Süßer als Zucker, dabei aber kalorienfrei und zahnfreundlich: Der Süßstoff Stevia verspricht Schlemmen ohne Reue. Doch hält der Zuckeraustauschstoff sein Versprechen? Erfahren Sie mehr über Stevia.

Der Zuckerersatz wird aus den Blättern der in Paraguay wachsenden Pflanze „Stevia rebaudiana“ – auch bekannt als Süß- oder Honigkraut – gewonnen. Befürworter feiern den Süßstoff als natürlichen, kalorienfreien Zuckerersatz für Lebensmittel. Kritiker bemängeln den gewöhnungsbedürftigen, lakritzartigen Geschmack und warnen, dass die Gefahren bei einer Überdosierung nach wie vor nicht eindeutig geklärt seien.

Zulassung mit Einschränkungen

Seit Dezember 2011 darf „Steviolglycosid“, der Stevia-Wirkstoff, EU-weit in Lebensmitteln zum Einsatz kommen. Dass die Zulassung so lange gedauert hat, liegt am Lebensmittelrecht der Europäischen Union. Danach muss nachweisbar sein, dass ein neuer Zusatzstoff unbedenklich für die Gesundheit ist. Stevia stand einige Zeit in Verdacht, krebserregend zu sein. Diese Bedenken sind inzwischen ausgeräumt – allerdings nur beim Verzehr haushaltsüblicher Mengen. Aus diesem Grund wurden für die Verwendung von Stevia in Lebensmitteln Grenzen gesetzt: So ist der Zuckerersatz nicht für alle Lebensmittelgruppen zugelassen. Darüber hinaus wurde eine gesetzliche Höchstmenge festgesetzt, die gewährleisten soll, dass eine Dosis von vier Milligramm pro Kilogramm Körpergewicht und Tag nicht überschritten wird.

Die Verbraucherzentralen bewerten Stevia kritisch. Ihrer Ansicht nach sind industriell aufgearbeitete Extrakte der Steviapflanze ebenso wenig ein Naturprodukt wie klassische Süßstoffe. Zudem könne die unbedenkliche Höchstdosis vor allem von Kindern leicht überschritten werden.
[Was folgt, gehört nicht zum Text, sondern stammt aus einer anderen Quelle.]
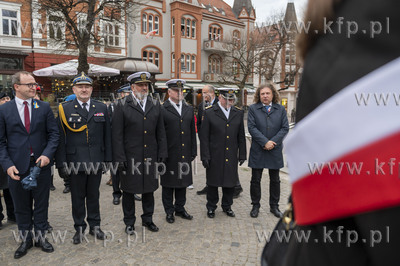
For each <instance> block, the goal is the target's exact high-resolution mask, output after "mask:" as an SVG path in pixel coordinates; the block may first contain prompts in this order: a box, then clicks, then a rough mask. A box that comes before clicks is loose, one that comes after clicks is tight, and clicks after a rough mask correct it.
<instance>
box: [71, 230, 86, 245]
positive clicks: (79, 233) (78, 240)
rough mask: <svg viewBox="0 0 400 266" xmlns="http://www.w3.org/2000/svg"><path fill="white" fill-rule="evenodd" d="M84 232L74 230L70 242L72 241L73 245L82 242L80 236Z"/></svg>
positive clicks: (80, 235) (77, 243) (83, 233)
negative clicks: (73, 244)
mask: <svg viewBox="0 0 400 266" xmlns="http://www.w3.org/2000/svg"><path fill="white" fill-rule="evenodd" d="M84 234H85V233H84V232H82V234H80V233H79V232H75V235H74V237H73V238H72V243H74V245H77V244H80V243H82V238H83V235H84Z"/></svg>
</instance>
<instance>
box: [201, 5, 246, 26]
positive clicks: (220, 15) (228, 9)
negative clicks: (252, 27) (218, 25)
mask: <svg viewBox="0 0 400 266" xmlns="http://www.w3.org/2000/svg"><path fill="white" fill-rule="evenodd" d="M198 2H199V5H200V6H201V7H203V12H204V13H208V14H212V15H213V16H218V17H223V18H228V19H231V20H235V21H240V20H238V19H237V17H236V16H235V14H234V13H233V11H232V8H231V6H230V5H228V4H227V3H225V2H224V1H222V0H198ZM209 9H211V10H212V12H210V11H209ZM224 13H225V15H224Z"/></svg>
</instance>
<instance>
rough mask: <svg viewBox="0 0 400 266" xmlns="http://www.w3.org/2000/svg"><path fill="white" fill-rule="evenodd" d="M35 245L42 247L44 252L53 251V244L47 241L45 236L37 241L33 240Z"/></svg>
mask: <svg viewBox="0 0 400 266" xmlns="http://www.w3.org/2000/svg"><path fill="white" fill-rule="evenodd" d="M35 247H37V248H40V247H41V248H42V250H43V251H44V252H47V253H51V252H53V251H54V248H53V246H52V245H51V244H50V243H49V241H48V240H47V238H44V239H40V240H39V241H38V242H35Z"/></svg>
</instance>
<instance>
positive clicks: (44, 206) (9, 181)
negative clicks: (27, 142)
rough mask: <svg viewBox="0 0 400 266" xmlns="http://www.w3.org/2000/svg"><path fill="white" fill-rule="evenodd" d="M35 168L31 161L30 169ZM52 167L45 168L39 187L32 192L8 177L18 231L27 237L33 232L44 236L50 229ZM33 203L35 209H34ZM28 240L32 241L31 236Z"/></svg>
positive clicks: (30, 235)
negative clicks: (48, 209) (50, 181)
mask: <svg viewBox="0 0 400 266" xmlns="http://www.w3.org/2000/svg"><path fill="white" fill-rule="evenodd" d="M33 166H35V162H34V161H31V164H30V167H33ZM29 171H30V170H28V172H27V173H25V174H23V175H19V176H20V178H21V179H20V180H22V179H24V178H25V177H26V176H28V175H29ZM50 179H51V171H50V167H47V168H43V169H42V170H41V172H40V174H39V176H38V177H37V187H36V188H34V189H32V190H25V189H23V188H22V185H21V181H20V180H14V179H11V178H10V177H8V186H9V189H10V192H11V197H12V199H13V202H14V209H15V218H17V224H18V230H19V231H20V233H21V234H22V235H23V236H25V234H26V233H27V231H31V230H32V225H33V227H34V230H35V232H40V233H41V234H42V235H44V234H45V231H46V230H47V227H48V222H47V219H48V209H49V194H50ZM32 203H33V209H32ZM27 239H31V235H30V234H28V235H27Z"/></svg>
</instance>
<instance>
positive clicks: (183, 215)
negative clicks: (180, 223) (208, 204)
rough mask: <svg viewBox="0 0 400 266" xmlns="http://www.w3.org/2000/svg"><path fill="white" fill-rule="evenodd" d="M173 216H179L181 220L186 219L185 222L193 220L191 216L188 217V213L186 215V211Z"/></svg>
mask: <svg viewBox="0 0 400 266" xmlns="http://www.w3.org/2000/svg"><path fill="white" fill-rule="evenodd" d="M175 215H176V216H179V217H181V218H183V219H186V220H192V219H193V216H192V215H190V214H189V213H187V211H183V212H175Z"/></svg>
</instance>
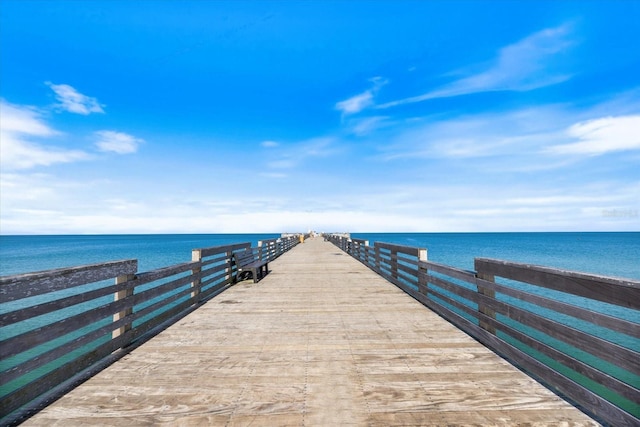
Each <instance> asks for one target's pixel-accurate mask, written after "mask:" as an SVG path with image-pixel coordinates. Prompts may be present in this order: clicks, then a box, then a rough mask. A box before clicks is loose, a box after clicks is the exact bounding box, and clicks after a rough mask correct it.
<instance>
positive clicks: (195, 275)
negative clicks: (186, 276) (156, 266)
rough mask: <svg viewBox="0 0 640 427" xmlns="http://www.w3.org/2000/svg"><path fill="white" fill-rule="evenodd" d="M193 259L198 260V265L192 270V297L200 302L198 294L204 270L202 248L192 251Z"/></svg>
mask: <svg viewBox="0 0 640 427" xmlns="http://www.w3.org/2000/svg"><path fill="white" fill-rule="evenodd" d="M191 261H197V262H198V266H197V267H196V268H193V269H192V270H191V275H192V276H193V281H192V282H191V288H192V291H191V298H192V299H193V302H194V303H196V302H198V298H199V297H198V295H199V294H200V284H201V281H200V273H201V272H202V264H201V263H202V251H201V250H200V249H194V250H193V251H191Z"/></svg>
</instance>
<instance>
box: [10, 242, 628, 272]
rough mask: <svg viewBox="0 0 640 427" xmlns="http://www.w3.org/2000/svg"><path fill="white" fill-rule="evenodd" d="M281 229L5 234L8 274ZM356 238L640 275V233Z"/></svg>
mask: <svg viewBox="0 0 640 427" xmlns="http://www.w3.org/2000/svg"><path fill="white" fill-rule="evenodd" d="M279 236H280V235H279V234H151V235H82V236H0V275H2V276H4V275H9V274H18V273H26V272H32V271H40V270H46V269H52V268H61V267H71V266H77V265H84V264H93V263H99V262H105V261H113V260H120V259H132V258H133V259H138V267H139V271H149V270H152V269H155V268H159V267H165V266H169V265H173V264H178V263H180V262H186V261H190V260H191V250H192V249H196V248H203V247H210V246H218V245H224V244H228V243H240V242H251V244H252V245H253V246H255V245H256V244H257V242H258V241H259V240H266V239H272V238H276V237H279ZM352 237H354V238H359V239H367V240H369V241H370V243H371V244H373V243H374V242H388V243H396V244H400V245H407V246H417V247H420V248H426V249H427V251H428V258H429V260H431V261H435V262H440V263H443V264H447V265H451V266H454V267H459V268H463V269H466V270H472V269H473V259H474V257H486V258H498V259H505V260H509V261H517V262H525V263H529V264H538V265H545V266H549V267H557V268H564V269H569V270H577V271H582V272H586V273H595V274H603V275H607V276H617V277H627V278H631V279H636V280H637V279H640V232H626V233H353V234H352Z"/></svg>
In welchen Lebensmitteln Stevia zum Einsatz kommt, sehen Sie in unserer Bildergalerie.

Stevia im Einsatz

  • Bestimmte Lebensmittelgruppen: Stevia ist nur für bestimmte Lebensmittelgruppen zugelassen. Auch wird der Süßstoff aufgrund der vorgeschriebenen Höchstmengen häufig in Kombination mit anderen Süßstoffen oder Zucker eingesetzt. Auf der Verpackung ist der Zuckerersatz als Steviolglykosid oder Zusatzstoff E960 gekennzeichnet.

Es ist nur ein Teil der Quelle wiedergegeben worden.